Randolph had his rights restored in 2015, after his boss and a woman at his church helped him navigate the new process set up by Governor McAuliffe. Today, he keeps his restoration of rights letter, in a silver frame, and his voter registration card on his barbershop stand.

“Every day I look at it, and I say, ‘Lord, thank you for giving me another chance,’” he said. “It keeps me from doing what I used to do, because now I can look at myself in the mirror and say, ‘Robert, you are important.’ A lot of people don’t think that one ticket that goes in the [voting] box is important, but it is.”

From Confederacy to swing state

When signing the executive order in April to automatically restoring voting rights to ex-offenders, Governor McAuliffe said the action was rooted in the belief that “it is time to cast off Virginia’s troubled history of injustice.”

“Virginia has had a long and sad history of actively suppressing the voices of many thousands of men and women at the ballot box,” he said. “[Voting] is the essence of our democracy. Any effort to dilute that fundamental principle dilutes it for all of us.”

But Republican officials immediately accused the governor of having political motive, noting that McAuliffe is an ally of Democratic presidential nominee Hillary Clinton, the vast majority of ex-offenders are likely to vote for the Democratic Party, and a close presidential election is on the horizon.

Once a solidly conservative state, Virginia’s swiftly growing Latino community and other forces have only recently made the Commonwealth competitive, producing razor-thin victories for McAuliffe and other Democrats in recent elections.

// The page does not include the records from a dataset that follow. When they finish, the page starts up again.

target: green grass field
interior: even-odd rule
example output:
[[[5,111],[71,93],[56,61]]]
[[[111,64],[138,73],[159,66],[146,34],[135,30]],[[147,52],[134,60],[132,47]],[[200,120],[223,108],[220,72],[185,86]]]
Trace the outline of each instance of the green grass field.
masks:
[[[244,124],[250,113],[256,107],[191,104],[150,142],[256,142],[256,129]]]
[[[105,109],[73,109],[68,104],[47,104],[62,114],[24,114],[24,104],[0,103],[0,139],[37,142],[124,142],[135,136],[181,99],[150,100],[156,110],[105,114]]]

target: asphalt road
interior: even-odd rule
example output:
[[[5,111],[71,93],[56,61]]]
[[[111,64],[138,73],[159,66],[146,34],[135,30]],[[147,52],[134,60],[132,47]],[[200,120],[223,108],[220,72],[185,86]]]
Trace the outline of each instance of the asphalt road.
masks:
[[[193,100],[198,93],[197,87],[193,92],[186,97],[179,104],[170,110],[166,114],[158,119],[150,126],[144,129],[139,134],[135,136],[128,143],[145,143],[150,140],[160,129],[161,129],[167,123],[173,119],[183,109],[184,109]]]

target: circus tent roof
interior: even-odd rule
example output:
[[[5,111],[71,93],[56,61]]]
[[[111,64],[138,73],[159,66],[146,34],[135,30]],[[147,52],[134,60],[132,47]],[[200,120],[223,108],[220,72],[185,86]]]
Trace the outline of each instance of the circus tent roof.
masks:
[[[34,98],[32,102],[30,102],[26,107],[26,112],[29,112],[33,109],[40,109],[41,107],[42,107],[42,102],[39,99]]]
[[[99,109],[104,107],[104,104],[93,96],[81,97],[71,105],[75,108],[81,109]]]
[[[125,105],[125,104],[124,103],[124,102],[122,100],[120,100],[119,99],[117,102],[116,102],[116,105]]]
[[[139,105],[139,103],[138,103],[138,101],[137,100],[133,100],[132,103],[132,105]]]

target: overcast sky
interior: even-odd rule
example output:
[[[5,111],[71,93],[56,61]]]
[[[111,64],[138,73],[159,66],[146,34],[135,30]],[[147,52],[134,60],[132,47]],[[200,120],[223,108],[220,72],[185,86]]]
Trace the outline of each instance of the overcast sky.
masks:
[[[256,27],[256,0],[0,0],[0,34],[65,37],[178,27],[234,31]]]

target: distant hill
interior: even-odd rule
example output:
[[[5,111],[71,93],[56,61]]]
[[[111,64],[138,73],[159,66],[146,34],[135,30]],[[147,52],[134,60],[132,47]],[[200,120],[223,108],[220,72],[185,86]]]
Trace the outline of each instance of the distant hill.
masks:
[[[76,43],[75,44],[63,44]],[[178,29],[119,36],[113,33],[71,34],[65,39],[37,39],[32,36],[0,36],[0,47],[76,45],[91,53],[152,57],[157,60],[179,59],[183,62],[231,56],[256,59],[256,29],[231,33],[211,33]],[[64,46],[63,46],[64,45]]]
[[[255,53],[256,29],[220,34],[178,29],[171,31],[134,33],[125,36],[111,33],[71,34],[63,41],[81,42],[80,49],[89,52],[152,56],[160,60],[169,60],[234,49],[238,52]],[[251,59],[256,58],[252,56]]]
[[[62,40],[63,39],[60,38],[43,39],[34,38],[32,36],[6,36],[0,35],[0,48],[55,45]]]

The long-time red state was key to President Obama’s 2008 and 2012 victories, and is considered a toss-up for 2016.

Theoretically, if all 206,000 ex-offenders registered to vote before the October deadline, they could decide who sits in the White House next year.

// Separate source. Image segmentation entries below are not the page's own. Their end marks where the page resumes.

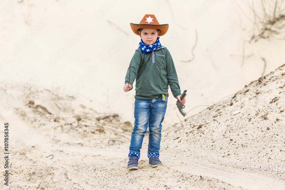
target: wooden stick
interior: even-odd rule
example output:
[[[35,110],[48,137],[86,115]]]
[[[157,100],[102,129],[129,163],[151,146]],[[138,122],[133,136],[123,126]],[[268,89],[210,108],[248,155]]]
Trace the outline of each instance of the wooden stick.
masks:
[[[130,84],[130,79],[131,78],[131,64],[130,64],[130,70],[129,71],[129,83],[128,83],[128,87],[129,87],[129,85]]]

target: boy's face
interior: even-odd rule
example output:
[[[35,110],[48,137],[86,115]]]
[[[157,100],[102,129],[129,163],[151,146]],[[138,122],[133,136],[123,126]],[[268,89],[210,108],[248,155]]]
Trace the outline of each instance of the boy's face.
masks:
[[[147,45],[152,45],[156,42],[158,34],[156,29],[143,28],[140,34],[144,43]]]

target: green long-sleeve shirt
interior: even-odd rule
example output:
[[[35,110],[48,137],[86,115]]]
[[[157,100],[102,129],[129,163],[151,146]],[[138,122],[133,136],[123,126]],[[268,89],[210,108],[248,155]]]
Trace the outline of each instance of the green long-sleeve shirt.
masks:
[[[175,98],[181,95],[174,63],[166,48],[147,54],[138,49],[131,61],[131,90],[136,79],[135,98],[151,99],[160,94],[168,94],[168,85]],[[128,68],[125,84],[129,82],[129,71]],[[166,95],[168,97],[168,94]]]

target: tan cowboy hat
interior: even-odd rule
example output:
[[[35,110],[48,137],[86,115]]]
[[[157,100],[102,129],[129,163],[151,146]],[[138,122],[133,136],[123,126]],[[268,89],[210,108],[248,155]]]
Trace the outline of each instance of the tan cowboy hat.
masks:
[[[159,36],[165,34],[168,30],[168,24],[160,24],[154,15],[146,15],[139,24],[130,23],[131,27],[135,34],[139,35],[138,30],[139,28],[149,28],[158,29],[160,33]]]

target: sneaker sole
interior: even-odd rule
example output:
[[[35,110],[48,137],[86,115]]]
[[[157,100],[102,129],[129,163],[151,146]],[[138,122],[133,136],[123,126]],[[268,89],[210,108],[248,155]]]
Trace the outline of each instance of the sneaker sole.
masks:
[[[134,169],[138,169],[138,167],[131,167],[128,168],[128,169],[129,170],[132,170]]]
[[[148,164],[151,166],[151,167],[155,167],[156,166],[162,166],[162,164],[156,164],[156,165],[152,165],[151,164],[148,163]]]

But since McAuliffe signed the rights restoration order in April, local organizers who have fanned out across the state have struggled to find and register ex-offenders. As of the end of June, just over 8,000 had registered. While individuals can search for names in the Secretary of the Commonwealth’s online database, a major barrier for volunteers has been the state’s reluctance to release a list of those who have regained their rights. The governor’s office has said the list is incomplete and contains some errors that are being corrected, and that releasing it could lead to misinformation.

Until that process is complete, organizers like Richmond native Karen Fountain are going directly to the streets of the low-income neighborhoods where ex-offenders are most likely to live, approaching people one by one with voter registration forms in hand.

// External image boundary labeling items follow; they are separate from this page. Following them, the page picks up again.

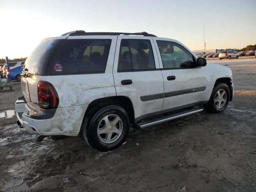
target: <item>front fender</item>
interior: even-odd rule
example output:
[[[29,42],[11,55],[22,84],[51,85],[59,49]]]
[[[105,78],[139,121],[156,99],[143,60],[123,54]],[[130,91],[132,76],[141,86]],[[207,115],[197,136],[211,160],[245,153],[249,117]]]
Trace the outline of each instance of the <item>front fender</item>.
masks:
[[[228,72],[215,72],[211,76],[208,76],[207,84],[205,90],[205,93],[203,98],[203,101],[208,101],[212,94],[212,90],[216,81],[219,78],[228,78],[230,80],[232,80],[232,74]]]

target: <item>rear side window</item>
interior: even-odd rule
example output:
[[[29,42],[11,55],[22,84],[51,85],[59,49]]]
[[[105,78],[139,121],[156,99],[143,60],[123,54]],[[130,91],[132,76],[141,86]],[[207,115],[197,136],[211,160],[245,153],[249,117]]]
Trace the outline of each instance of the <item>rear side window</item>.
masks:
[[[145,70],[155,68],[150,40],[122,39],[118,72]]]
[[[15,66],[16,64],[17,64],[17,62],[9,63],[9,66],[10,67],[13,67],[14,66]]]
[[[54,59],[51,74],[104,73],[111,44],[110,39],[66,40]]]

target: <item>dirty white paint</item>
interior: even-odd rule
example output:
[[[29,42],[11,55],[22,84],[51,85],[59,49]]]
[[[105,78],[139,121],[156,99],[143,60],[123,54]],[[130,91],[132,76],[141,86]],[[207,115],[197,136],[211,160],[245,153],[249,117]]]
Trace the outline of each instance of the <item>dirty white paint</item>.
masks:
[[[232,72],[229,68],[217,64],[208,64],[204,67],[207,78],[207,85],[203,101],[208,101],[211,96],[216,80],[220,78],[228,77],[233,80]],[[234,89],[233,89],[234,90]]]

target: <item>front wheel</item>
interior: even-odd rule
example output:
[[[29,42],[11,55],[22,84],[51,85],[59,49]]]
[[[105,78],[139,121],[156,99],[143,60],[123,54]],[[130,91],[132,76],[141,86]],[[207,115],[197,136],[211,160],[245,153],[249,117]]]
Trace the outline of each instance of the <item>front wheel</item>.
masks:
[[[84,138],[90,146],[100,151],[112,150],[125,140],[130,129],[129,117],[122,107],[108,105],[100,109],[83,126]]]
[[[206,108],[213,113],[224,111],[228,106],[230,92],[226,84],[220,83],[213,89]]]

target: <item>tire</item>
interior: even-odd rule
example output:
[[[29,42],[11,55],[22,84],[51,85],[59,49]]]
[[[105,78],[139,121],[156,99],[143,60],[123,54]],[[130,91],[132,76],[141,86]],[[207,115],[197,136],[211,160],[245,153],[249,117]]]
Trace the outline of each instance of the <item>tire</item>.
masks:
[[[88,144],[101,152],[112,150],[121,145],[130,129],[126,111],[119,106],[111,105],[100,108],[93,115],[91,118],[86,118],[82,128]],[[118,121],[114,126],[111,123],[115,120]]]
[[[18,75],[17,75],[16,76],[16,77],[15,77],[15,78],[16,79],[16,80],[17,80],[18,81],[20,81],[20,79],[21,79],[21,77],[20,76],[20,75],[19,74],[18,74]]]
[[[222,94],[224,92],[222,91],[224,90],[225,93],[222,97],[221,97],[220,100],[218,99],[218,92],[220,91],[220,95]],[[217,98],[216,96],[218,95],[218,98]],[[206,109],[212,113],[218,113],[224,111],[228,106],[228,102],[229,102],[229,99],[230,98],[230,91],[229,88],[226,84],[225,83],[220,83],[217,84],[214,87],[212,92],[211,97],[210,100],[208,102],[208,104],[206,106]],[[226,102],[224,102],[224,100],[226,99]],[[219,101],[221,101],[220,105],[219,105],[220,102]],[[223,102],[223,103],[222,103]]]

Karen Fountain with Virginia New Majority has helped dozens of ex-offenders regain their voting rights. CREDIT: Alice Ollstein
Karen Fountain with Virginia New Majority has helped dozens of ex-offenders regain their voting rights. CREDIT: Alice Ollstein

Fountain, an organizer with the group New Virginia Majority, has been out registering voters six days a week, at churches, public housing developments, and shopping centers. On a recent Thursday, she stopped by the soup kitchen line at Greater Mount Moriah Baptist Church in Richmond’s Jackson Ward.

“Are you registered to vote?” she asked a bearded older man in a faded polo shirt. He averted his eyes. “I can’t, I’ve got a record.”  “Don’t you know that Governor Terry has restored your rights?” she asked. He blinked, taken aback. He didn’t believe her, but she came prepared, pulling news articles about the legal change from her clipboard. The man asked for a registration form, which she helped him complete, but he remained wary. “If I get in trouble for this, I’m going to come looking for you,” he joked nervously.

Fountain, who with her colleagues hopes to register many thousands more former offenders in the months to come, told ThinkProgress that the punishment of ex-felons should end after they fully serve their sentences.

“In our society, when you make a mistake, they don’t want to let it rest,” she said. “They just keep beating you and beating you over the head with it. It shouldn’t be like that. We should be helping them pull themselves back up.”